Julia Gelatt is the associate director of frequently requested statistics on immigrants and immigration in the States. United. Policy Beat in the MPI's online magazine Each month, MPI authors review key legislative, judicial, and executive measures on U.S. and U.S.
immigration at the local, state and federal levels. Keep up to date with the latest news. The 10 most important migration issues of the year. These measures emphasized border control, prioritized the enforcement of laws over hiring immigrants, and tightened eligibility for admission. Initial legislation tended to impose limits that favored Europeans, but a radical law of 1965 opened the doors to immigrants from other parts of the world.

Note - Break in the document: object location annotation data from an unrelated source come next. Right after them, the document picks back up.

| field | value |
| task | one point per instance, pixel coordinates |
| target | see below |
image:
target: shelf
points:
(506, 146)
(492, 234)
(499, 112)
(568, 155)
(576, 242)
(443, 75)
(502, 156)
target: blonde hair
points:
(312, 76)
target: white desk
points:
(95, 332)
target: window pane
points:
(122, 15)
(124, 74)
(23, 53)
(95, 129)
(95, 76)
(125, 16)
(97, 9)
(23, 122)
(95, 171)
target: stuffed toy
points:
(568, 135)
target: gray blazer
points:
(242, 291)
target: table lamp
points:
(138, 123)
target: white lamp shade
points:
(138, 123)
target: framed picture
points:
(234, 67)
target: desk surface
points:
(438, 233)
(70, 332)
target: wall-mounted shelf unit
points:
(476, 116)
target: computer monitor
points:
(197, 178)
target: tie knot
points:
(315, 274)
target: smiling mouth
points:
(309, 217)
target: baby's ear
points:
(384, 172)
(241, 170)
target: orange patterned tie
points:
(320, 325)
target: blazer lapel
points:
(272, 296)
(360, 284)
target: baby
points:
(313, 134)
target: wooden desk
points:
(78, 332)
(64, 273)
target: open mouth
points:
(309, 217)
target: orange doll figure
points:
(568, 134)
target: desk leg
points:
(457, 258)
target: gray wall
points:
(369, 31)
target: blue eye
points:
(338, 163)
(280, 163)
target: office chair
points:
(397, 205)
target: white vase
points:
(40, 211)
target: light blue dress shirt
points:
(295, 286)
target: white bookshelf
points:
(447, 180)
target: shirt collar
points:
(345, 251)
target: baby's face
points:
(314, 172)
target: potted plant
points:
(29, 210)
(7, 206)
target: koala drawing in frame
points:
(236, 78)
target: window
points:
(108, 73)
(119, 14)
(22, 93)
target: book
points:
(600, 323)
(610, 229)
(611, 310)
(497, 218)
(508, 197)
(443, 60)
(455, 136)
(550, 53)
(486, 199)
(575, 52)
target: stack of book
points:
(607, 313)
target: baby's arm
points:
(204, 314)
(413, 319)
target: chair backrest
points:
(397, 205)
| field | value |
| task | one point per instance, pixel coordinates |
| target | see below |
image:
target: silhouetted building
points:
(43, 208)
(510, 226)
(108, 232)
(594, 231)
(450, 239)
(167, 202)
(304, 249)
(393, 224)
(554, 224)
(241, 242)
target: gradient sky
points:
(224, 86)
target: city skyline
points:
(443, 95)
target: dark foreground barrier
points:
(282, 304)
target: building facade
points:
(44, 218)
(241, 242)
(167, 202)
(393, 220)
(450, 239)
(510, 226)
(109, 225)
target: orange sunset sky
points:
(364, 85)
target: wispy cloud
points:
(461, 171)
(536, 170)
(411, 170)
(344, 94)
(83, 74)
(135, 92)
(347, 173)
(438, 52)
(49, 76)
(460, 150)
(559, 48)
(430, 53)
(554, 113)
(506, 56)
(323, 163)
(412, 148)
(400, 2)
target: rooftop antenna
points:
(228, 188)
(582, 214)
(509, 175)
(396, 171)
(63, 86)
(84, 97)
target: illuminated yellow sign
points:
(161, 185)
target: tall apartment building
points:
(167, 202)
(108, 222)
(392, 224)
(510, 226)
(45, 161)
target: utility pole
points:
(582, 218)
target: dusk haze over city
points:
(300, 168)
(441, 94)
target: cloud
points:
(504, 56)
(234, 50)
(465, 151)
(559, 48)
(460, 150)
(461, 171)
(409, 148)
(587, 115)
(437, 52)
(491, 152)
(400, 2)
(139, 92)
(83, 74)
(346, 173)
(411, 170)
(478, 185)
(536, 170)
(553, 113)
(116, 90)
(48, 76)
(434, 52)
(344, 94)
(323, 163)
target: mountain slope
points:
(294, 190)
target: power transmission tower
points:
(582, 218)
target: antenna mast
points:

People with immigrant visas can live and work in the United States and can eventually apply for citizenship, if they so choose. Before 1924, most of the deportations were of people considered to be a public charge, often taken from hospitals and jails, but by the late 1920s most of the deportations were of immigrants who lacked a proper visa. As a continuation of the 1921 law, immigration from the Western Hemisphere remained unrestricted, although Mexican immigration was limited in other ways, as described below. Those who wish to immigrate for other reasons must apply to the Department of State for an immigrant visa.
Under the current U.S. immigration process, prospective immigrants must obtain a permit from the U.S. government before entering.